Для многих советских граждан слова «Новый год» и «продуктовые заказы» были практически тождественны. В условиях товарного дефицита существовала возможность раз в год раздобыть копченую колбасу или икру в спецраспределителе. Самые шикарные заказы были в крупных городах, прежде всего для номенклатуры и ветеранов, в то время как в глубинке эта система практически не работала. «Лента.ру» попросила россиян, которые застали эту эпоху, рассказать о том, как была устроена новогодняя система распределения продуктов в СССР.
Петр Каменченко, Москва:
— Я родился в 1958 году. Так получается, что до сих пор я большую часть своей жизни прожил в СССР и хорошо помню, как там все было устроено.

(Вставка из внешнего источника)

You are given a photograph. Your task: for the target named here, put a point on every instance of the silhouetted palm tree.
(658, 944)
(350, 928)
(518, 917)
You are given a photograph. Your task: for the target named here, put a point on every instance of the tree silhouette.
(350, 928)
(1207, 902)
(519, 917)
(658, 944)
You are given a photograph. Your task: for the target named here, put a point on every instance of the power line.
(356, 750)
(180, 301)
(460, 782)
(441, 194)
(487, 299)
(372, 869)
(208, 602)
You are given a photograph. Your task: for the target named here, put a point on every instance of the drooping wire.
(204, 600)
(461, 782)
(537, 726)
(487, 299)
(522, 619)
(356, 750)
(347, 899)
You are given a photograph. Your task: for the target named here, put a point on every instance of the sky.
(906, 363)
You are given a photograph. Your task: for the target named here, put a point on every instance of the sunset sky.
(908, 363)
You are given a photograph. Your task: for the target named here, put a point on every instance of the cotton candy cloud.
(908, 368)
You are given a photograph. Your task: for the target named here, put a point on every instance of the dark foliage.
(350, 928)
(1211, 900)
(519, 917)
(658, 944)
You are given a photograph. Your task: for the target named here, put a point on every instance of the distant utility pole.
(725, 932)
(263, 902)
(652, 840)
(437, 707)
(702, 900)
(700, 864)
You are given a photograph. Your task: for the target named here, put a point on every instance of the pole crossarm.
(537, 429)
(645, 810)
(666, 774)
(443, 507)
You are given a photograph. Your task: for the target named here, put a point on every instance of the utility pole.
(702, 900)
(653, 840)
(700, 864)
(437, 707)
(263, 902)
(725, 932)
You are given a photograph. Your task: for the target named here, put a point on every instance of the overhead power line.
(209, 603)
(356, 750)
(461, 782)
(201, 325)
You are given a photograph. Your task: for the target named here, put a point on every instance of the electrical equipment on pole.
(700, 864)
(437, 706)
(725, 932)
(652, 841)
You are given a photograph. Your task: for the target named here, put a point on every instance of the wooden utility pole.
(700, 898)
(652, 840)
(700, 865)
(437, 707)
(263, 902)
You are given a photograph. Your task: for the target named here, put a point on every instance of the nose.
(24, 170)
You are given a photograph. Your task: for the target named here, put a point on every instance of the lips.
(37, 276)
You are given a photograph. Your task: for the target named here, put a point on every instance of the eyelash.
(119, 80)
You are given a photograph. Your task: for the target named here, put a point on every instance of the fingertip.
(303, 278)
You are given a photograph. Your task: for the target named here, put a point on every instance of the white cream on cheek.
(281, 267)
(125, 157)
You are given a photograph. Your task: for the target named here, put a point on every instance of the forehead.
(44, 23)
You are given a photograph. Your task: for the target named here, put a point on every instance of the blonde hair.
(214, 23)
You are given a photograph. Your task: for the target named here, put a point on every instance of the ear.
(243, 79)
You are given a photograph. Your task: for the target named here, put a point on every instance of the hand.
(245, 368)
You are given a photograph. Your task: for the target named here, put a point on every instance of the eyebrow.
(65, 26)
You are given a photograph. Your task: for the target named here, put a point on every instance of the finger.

А потому люди, представляющие Советский Союз страной глобального изобилия, вызывают у меня сильное недоумение. Одним из двух главных слов советского товарообмена было слово «дефицит». Дефицитом было все, от квартир (своей очереди можно было ждать полжизни) до туалетной бумаги. Если у тебя были деньги, это совершенно не значило, что ты мог пойти и купить нужный товар. Нужный товар не покупали, а доставали. Доставали по блату.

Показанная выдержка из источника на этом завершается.